Engineering spin-orbit torque in Co/Pt multilayers with perpendicular magnetic anisotropy

TL;DR

This paper explores how inserting Ta or Cu layers in Co/Pt multilayers enhances spin-orbit torque efficiency and thermal stability, crucial for advancing spintronic device performance.

Contribution

It demonstrates that layer insertion modifies spin-orbit torque without losing perpendicular magnetic anisotropy, and increasing layer number boosts efficiency and stability.

Findings

Spin-orbit torque efficiency is significantly increased by inserting Ta or Cu layers.

Layer number correlates positively with torque efficiency and thermal stability.
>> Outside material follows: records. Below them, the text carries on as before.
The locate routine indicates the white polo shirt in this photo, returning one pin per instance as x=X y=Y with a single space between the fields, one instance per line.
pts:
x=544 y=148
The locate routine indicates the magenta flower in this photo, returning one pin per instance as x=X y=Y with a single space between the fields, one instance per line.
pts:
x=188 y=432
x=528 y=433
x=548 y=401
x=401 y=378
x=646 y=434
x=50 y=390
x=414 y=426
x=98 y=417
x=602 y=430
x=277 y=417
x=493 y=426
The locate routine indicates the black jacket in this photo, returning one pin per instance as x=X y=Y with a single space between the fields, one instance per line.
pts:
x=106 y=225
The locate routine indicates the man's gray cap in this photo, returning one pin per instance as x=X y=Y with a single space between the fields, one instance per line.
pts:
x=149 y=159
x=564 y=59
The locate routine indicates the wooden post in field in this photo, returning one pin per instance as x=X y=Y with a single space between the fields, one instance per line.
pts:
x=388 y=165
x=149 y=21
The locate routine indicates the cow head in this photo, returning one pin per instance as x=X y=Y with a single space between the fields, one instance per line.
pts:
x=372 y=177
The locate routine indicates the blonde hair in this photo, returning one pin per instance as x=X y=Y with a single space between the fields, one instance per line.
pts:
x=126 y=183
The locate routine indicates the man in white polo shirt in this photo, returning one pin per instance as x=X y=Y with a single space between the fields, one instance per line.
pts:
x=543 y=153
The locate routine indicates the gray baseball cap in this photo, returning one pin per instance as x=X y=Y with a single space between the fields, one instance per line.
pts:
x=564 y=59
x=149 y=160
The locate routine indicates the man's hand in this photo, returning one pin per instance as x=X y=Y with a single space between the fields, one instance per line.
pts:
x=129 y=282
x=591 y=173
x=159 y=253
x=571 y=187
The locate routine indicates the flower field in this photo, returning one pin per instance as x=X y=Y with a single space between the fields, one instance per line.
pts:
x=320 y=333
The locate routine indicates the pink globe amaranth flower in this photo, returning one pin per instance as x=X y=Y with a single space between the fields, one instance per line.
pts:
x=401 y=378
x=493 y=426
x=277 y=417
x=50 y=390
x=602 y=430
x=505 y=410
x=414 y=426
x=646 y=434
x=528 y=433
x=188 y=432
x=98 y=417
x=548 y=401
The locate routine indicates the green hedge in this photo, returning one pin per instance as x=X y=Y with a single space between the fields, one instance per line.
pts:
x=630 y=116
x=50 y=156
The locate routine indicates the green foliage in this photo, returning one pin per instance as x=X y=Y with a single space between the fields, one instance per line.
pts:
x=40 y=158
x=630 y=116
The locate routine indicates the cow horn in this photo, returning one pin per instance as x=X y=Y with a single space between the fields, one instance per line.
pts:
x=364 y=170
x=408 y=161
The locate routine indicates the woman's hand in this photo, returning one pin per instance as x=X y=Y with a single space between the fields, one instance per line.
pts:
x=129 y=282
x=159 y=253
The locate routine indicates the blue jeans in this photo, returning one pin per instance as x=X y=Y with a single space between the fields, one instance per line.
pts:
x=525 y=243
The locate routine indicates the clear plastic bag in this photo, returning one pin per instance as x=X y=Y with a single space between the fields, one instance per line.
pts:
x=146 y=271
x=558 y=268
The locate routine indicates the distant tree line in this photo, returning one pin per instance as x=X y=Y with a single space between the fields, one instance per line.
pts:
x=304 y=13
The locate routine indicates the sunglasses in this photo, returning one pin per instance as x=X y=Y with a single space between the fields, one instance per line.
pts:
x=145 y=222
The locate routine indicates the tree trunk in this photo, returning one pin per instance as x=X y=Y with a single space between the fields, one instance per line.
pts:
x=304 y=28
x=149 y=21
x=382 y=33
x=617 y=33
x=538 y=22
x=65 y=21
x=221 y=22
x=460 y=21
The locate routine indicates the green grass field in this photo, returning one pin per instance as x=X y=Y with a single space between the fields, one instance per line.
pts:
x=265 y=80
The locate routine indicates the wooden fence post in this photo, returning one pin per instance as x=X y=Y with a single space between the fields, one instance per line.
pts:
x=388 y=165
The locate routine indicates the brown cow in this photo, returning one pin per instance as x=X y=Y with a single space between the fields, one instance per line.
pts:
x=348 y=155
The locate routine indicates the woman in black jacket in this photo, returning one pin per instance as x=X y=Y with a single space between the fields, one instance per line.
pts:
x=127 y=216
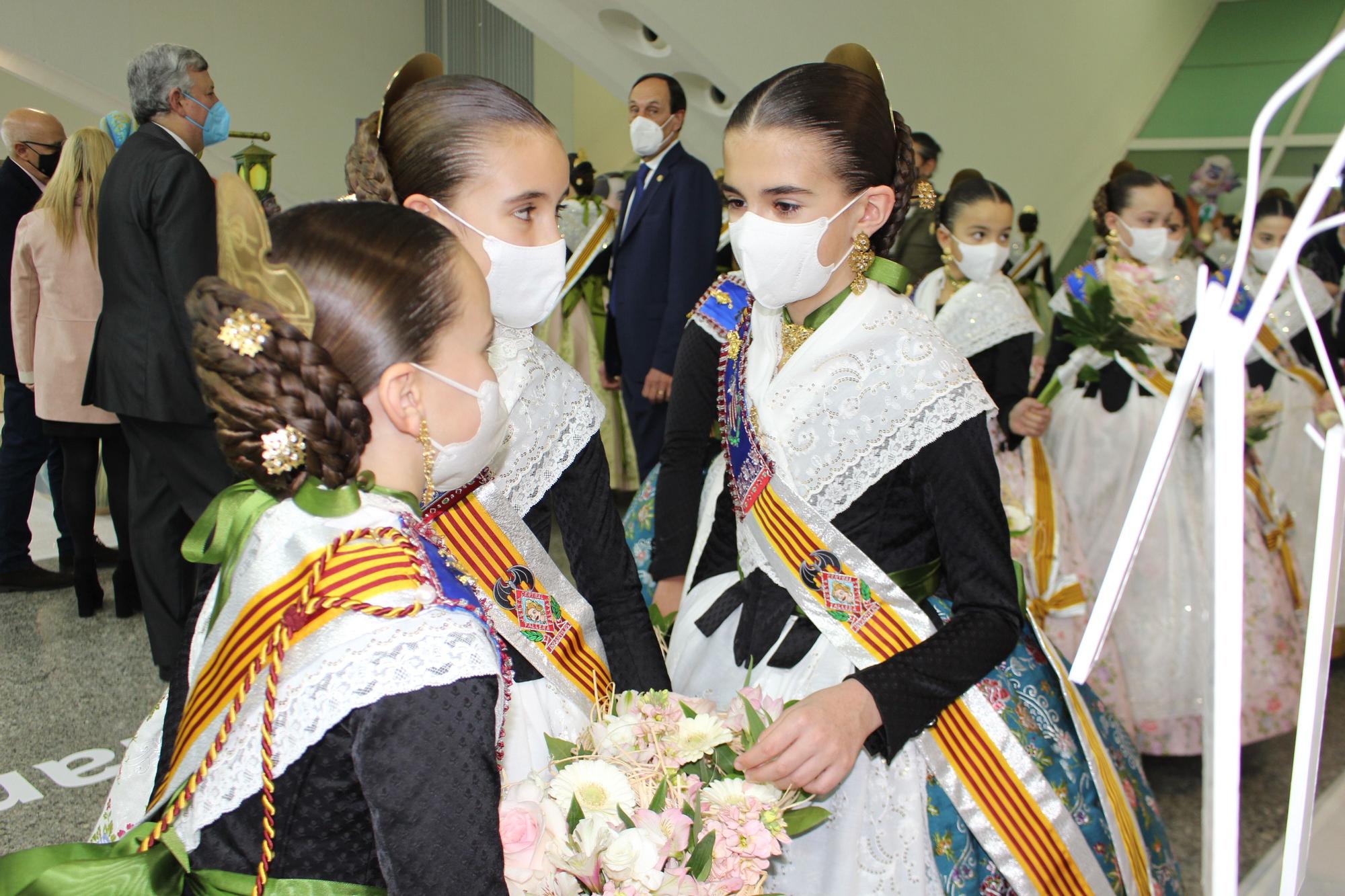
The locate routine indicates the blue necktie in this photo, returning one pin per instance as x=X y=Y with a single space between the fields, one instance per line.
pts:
x=641 y=177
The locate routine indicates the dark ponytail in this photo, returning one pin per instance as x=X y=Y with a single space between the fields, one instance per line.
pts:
x=868 y=143
x=1114 y=196
x=435 y=138
x=968 y=192
x=1276 y=204
x=381 y=279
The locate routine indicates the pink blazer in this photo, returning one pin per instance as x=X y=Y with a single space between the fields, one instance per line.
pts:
x=56 y=296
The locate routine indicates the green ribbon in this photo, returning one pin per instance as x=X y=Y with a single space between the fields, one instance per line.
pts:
x=220 y=534
x=919 y=581
x=119 y=869
x=890 y=274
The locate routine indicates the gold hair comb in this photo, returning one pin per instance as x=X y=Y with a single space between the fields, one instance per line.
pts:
x=244 y=264
x=419 y=68
x=283 y=451
x=245 y=333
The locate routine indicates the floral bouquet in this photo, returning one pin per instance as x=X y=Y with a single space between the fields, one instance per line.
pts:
x=1118 y=318
x=648 y=802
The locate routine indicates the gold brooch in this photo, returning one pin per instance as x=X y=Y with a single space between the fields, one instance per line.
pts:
x=283 y=451
x=245 y=333
x=734 y=343
x=926 y=197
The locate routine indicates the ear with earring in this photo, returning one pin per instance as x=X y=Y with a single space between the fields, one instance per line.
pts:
x=428 y=455
x=861 y=256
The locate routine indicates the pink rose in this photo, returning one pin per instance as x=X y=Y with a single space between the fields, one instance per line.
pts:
x=523 y=827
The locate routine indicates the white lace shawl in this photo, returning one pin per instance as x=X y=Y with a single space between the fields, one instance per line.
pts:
x=1285 y=319
x=980 y=315
x=552 y=415
x=350 y=662
x=871 y=388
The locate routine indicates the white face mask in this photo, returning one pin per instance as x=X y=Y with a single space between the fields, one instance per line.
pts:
x=981 y=261
x=1264 y=257
x=1171 y=249
x=648 y=136
x=781 y=260
x=459 y=463
x=1148 y=244
x=525 y=282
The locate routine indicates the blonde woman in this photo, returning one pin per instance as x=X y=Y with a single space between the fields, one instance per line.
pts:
x=57 y=295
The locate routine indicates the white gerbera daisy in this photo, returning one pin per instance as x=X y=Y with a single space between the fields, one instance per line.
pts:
x=598 y=786
x=735 y=791
x=699 y=736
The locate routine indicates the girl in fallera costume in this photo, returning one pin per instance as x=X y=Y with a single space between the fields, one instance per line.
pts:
x=878 y=587
x=984 y=317
x=1105 y=430
x=482 y=162
x=344 y=725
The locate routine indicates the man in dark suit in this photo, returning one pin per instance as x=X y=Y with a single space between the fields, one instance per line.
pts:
x=662 y=260
x=33 y=142
x=157 y=239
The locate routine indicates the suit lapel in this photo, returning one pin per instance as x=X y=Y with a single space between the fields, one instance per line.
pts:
x=656 y=182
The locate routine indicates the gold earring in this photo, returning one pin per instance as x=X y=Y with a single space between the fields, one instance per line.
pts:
x=926 y=196
x=428 y=455
x=861 y=256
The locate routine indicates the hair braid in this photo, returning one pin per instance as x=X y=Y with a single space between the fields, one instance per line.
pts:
x=367 y=169
x=293 y=381
x=903 y=184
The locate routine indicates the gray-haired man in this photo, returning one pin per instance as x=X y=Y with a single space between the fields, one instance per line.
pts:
x=157 y=239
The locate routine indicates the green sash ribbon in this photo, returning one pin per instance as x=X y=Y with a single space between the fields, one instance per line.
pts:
x=119 y=869
x=220 y=534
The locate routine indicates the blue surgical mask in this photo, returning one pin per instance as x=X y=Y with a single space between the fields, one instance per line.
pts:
x=217 y=122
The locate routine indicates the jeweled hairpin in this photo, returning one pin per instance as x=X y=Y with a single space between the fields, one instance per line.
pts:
x=283 y=451
x=245 y=333
x=926 y=197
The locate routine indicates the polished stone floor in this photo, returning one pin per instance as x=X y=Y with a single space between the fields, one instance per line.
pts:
x=73 y=689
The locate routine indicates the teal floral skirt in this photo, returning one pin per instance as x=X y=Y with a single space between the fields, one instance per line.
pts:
x=640 y=530
x=1027 y=693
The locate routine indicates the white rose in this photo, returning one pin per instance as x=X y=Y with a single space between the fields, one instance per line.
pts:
x=634 y=856
x=1020 y=522
x=699 y=736
x=598 y=786
x=735 y=791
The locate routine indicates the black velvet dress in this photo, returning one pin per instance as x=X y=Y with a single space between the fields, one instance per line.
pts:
x=395 y=795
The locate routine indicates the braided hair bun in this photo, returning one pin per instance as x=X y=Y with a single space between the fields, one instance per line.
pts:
x=867 y=142
x=381 y=279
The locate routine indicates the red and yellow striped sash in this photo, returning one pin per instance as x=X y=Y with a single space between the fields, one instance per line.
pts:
x=358 y=569
x=1132 y=846
x=992 y=782
x=477 y=540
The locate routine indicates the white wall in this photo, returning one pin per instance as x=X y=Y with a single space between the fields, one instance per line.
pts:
x=1043 y=97
x=302 y=69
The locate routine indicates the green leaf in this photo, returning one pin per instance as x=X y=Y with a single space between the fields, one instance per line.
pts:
x=724 y=758
x=661 y=797
x=560 y=748
x=755 y=724
x=701 y=857
x=800 y=821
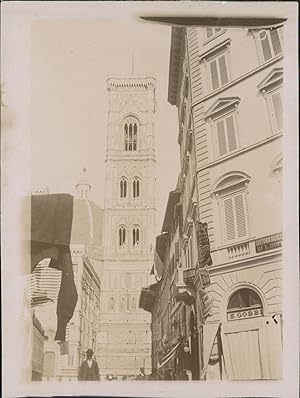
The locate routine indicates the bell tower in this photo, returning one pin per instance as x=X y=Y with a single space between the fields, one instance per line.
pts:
x=124 y=333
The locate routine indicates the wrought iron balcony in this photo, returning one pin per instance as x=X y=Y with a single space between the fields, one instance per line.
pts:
x=189 y=276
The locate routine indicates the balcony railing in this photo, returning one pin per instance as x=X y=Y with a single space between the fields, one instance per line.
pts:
x=238 y=251
x=246 y=249
x=189 y=276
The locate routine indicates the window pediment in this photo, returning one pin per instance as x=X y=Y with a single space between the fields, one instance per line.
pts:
x=222 y=105
x=215 y=50
x=274 y=77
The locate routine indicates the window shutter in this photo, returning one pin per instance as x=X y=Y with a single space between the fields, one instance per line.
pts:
x=229 y=219
x=223 y=70
x=209 y=32
x=214 y=75
x=240 y=216
x=176 y=251
x=265 y=45
x=277 y=105
x=221 y=138
x=275 y=41
x=231 y=133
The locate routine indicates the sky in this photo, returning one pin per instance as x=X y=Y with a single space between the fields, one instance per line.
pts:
x=70 y=61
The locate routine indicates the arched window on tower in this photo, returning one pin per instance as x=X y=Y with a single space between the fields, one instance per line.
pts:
x=122 y=236
x=130 y=134
x=123 y=187
x=136 y=188
x=135 y=236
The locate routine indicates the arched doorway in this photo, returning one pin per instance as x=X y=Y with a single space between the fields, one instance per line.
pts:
x=250 y=340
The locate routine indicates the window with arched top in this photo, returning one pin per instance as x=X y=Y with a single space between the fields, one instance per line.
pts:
x=130 y=134
x=123 y=188
x=135 y=236
x=231 y=197
x=122 y=236
x=111 y=306
x=136 y=188
x=244 y=303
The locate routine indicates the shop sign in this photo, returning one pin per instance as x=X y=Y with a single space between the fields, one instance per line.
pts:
x=233 y=316
x=268 y=243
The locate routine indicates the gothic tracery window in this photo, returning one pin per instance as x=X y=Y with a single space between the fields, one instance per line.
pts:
x=130 y=134
x=135 y=236
x=122 y=236
x=136 y=188
x=123 y=188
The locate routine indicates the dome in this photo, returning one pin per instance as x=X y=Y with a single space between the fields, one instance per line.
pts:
x=87 y=224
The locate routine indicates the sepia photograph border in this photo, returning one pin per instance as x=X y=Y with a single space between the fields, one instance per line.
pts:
x=15 y=180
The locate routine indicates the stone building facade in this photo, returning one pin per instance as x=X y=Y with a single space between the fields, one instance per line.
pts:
x=230 y=136
x=236 y=119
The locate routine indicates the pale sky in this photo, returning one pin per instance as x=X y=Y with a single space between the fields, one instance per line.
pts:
x=70 y=60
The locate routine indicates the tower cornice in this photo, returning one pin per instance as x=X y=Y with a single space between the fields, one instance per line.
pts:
x=130 y=82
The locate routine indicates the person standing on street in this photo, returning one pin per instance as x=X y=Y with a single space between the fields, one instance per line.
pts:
x=89 y=370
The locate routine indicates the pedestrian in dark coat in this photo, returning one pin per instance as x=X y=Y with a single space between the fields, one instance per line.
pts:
x=89 y=370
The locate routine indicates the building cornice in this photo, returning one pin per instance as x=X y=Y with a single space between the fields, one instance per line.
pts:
x=175 y=61
x=130 y=82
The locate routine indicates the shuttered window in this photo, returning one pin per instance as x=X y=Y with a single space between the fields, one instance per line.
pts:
x=277 y=109
x=226 y=135
x=235 y=217
x=212 y=31
x=270 y=43
x=218 y=72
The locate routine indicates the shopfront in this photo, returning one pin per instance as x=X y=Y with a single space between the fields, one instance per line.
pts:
x=247 y=344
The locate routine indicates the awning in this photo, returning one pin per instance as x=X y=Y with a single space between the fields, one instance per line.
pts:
x=169 y=355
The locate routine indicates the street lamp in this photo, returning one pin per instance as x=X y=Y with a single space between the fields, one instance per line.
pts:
x=186 y=349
Perpendicular magnetic anisotropy is maintained despite modifications.

Abstract

To address thermal stability issues for spintronic devices with a reduced size, we investigate spin-orbit torque in Co/Pt multilayers with strong perpendicular magnetic anisotropy. Note that the spin-orbit torque arises from the global imbalance of the spin currents from the top and bottom interfaces for each Co layer. By inserting Ta or Cu layers to strengthen the top-down asymmetry, the spin-orbit torque efficiency can be greatly modified without compromised perpendicular magnetic anisotropy. Above all, the efficiency builds up as the number of layers increases, realizing robust thermal stability and high spin-orbit-torque efficiency simultaneously in the multilayers structure.